S'il est un album auquel on ne s'attendait pas, c'est bien ce retour de ROSETTA STONE, plus de vingt ans après s'être séparé. L'an dernier, avec Seems Like Forever, Porl King désormais seul aux commandes du mythique groupe britannique ressortait bien quelques inédits et surtout des morceaux de MISERYLAB réarrangés à la sauce ROSETTA STONE : fallait-il y voir des combines du label Cleopatra pour ressusciter la machine ? Allez savoir. On est en 2020, la belle histoire entre ROSETTA STONE et le cultissime label continue (la Pierre de Rosette et Cléopatre, géographiquement on s'y retrouve...) et Cryptology, sortie surprise de ce début août, promet un retour aux sonorités glorieuses des années 90.
Quand un groupe réapparait sur nos radars après deux décennies de silence, forcément, la nostalgie est aussi de la partie, accentuant le plaisir, brouillant nos sens jusqu'à endormir cette petite voix cynique et critique qui se demande pourquoi ce retour aux affaires avec le seul King pour mener la barque (cette fois, Jürgen Engler ne n'est pas occupé du mix). Peu importe. Le cynisme est rapidement balayé dès les premières secondes de Shock : l'ambiance brumeuse, la boite à rythme, la voix grave de King et ses lignes de basse catchy qui contrastent avec des synthés et des guitares plus lumineuses nous plongent dans un univers disparu depuis plus de deux décennies, fait de volutes de fumée, d'ambiances froides et de rythmques dansantes.
Malgré ça, on ne peut pas non plus dire que Cryptology est une redite paresseuse de gimmicks éculés. ROSETTA STONE réussit à titiller notre fibre nostalgique sans pour autant répéter le passé : l'ensemble est plus atmosphérique et mélancolique que le très énergique Adrenaline ou moins déstabilisant que The Tyranny of Inaction et ses angoissantes expérimentations électroniques. On évolue ici dans un spleen à la fois so goth et so cool à la SISTERS OF MERCY, un style qui correspond à merveille à la voix de King, impeccable mais forcément moins tranchante que dans ses jeunes années. In Black, I Put it to You, la mélancolique Smoke & Mirrors ou encore la fantomatique Always, Always sont des hits qui devraient convaincre sans difficulté les amateurs de vieux goth et ceux qui cherchent à danser sur du neuf fait avec du vieux.

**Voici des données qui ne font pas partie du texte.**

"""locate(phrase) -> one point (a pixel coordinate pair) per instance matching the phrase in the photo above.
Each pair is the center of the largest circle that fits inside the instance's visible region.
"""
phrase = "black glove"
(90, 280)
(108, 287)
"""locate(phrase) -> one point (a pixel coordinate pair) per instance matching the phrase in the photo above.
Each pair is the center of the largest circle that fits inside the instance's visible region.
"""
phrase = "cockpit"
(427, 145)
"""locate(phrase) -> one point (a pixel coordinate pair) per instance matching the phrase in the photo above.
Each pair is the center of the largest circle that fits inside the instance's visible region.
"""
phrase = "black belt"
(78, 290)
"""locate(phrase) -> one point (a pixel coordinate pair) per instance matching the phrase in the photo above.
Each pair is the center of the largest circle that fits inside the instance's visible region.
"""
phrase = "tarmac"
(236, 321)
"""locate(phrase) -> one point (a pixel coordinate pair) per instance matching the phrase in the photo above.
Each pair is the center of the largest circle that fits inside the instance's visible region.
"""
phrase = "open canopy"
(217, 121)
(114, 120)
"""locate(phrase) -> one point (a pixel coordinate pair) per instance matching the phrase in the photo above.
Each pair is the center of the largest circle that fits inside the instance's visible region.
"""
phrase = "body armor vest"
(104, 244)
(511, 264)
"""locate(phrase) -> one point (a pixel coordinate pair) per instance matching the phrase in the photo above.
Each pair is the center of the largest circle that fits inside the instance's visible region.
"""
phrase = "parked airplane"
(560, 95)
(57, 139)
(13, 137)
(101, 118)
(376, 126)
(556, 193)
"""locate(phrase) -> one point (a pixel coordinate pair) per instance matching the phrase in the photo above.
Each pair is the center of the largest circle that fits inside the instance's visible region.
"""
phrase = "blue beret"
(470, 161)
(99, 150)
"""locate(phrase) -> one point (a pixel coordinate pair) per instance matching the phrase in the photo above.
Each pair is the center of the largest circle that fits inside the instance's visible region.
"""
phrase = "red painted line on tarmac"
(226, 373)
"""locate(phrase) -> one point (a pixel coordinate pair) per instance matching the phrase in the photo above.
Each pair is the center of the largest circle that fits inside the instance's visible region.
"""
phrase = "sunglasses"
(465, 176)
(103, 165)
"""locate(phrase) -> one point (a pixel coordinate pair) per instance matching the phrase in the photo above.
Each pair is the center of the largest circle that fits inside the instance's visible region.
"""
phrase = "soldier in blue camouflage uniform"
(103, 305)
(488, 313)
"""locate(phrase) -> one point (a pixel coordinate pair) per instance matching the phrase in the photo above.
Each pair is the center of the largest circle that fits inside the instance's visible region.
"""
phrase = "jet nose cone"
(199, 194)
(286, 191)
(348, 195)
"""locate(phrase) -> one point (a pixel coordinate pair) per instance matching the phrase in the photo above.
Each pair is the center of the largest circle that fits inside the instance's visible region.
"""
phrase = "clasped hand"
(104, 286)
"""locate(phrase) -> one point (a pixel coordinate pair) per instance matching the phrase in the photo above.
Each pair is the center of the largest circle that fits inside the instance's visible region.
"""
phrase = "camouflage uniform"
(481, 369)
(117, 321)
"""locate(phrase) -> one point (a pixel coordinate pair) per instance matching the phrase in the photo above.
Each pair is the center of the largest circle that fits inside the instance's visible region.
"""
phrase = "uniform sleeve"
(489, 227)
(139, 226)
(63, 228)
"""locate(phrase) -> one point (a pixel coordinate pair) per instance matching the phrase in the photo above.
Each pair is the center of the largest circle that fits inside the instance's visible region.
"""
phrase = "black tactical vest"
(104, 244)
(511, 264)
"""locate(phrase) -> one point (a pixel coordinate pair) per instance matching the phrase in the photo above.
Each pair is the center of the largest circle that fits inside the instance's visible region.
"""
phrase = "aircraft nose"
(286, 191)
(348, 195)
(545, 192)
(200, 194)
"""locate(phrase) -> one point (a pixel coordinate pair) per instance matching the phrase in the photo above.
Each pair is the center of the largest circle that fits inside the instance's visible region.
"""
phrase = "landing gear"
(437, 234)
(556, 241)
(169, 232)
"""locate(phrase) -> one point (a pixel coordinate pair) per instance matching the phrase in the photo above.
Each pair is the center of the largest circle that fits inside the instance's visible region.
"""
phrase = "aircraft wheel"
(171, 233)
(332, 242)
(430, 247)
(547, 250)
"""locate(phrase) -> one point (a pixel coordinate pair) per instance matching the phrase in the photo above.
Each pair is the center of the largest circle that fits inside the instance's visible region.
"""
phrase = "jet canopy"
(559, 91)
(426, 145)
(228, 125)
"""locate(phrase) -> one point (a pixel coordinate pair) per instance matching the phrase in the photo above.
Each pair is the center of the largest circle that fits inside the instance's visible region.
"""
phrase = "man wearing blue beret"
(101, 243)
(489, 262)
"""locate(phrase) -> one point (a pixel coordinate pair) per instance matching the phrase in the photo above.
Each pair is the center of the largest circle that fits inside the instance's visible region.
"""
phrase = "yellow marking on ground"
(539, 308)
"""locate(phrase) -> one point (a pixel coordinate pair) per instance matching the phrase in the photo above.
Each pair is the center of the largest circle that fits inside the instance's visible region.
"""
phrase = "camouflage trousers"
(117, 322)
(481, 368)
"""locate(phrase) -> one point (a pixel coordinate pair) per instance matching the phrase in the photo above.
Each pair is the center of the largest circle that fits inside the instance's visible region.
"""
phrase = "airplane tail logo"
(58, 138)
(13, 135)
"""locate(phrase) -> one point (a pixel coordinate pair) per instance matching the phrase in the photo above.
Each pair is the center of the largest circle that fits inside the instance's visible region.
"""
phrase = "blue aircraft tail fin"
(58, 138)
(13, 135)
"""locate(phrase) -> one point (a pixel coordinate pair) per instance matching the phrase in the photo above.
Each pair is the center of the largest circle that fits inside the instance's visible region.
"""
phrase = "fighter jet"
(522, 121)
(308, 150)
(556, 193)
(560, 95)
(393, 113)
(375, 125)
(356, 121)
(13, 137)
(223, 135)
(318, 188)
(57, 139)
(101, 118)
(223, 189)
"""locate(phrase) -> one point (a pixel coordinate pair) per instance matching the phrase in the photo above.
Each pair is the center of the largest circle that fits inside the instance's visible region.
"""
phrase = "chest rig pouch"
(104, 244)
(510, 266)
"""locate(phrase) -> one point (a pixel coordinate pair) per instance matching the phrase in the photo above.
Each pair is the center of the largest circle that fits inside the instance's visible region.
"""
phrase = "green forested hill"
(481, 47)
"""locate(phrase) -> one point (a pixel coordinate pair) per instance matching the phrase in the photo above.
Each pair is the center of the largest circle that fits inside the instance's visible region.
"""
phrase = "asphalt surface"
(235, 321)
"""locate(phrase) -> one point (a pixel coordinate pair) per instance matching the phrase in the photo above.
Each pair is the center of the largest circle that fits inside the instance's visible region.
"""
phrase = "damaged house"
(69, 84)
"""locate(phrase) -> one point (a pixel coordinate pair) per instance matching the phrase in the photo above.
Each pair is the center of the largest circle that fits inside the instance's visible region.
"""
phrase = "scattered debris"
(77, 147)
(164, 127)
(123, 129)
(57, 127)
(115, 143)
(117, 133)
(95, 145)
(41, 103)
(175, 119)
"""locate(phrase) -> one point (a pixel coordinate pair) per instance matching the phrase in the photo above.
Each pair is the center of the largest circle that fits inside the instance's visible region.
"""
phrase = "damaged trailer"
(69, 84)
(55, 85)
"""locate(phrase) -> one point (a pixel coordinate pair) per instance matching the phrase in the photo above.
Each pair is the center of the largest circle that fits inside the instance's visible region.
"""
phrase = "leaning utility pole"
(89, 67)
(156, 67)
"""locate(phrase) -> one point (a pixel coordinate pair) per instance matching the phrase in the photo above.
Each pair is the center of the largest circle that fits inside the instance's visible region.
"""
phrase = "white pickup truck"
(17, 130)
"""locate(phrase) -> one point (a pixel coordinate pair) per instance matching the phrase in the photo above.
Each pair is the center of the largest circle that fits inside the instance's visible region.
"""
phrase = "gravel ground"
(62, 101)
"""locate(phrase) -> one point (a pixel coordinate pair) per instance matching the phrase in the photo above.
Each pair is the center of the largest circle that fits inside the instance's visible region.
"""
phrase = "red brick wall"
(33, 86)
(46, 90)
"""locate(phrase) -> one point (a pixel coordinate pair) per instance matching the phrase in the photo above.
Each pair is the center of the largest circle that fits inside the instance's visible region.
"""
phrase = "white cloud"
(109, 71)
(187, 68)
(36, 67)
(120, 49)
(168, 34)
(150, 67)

Dans la lignée du récent Seems Like Forever et pourtant plus convaincant en ne nous offrant que de nouvelles choses, Cryptology est l'album avec lequel ROSETTA STONE sort pour de bon de son sarcophage. Reste à voir jusqu'où ce trip nostalgique peut nous emmener, si Porl King a de la suite dans les idées ou s'il faut le savourer pour ce qu'il est : une surprise qui, le temps d'un album, ressuscite une époque dont on apprécie avec reconnaissance l'élégante noirceur.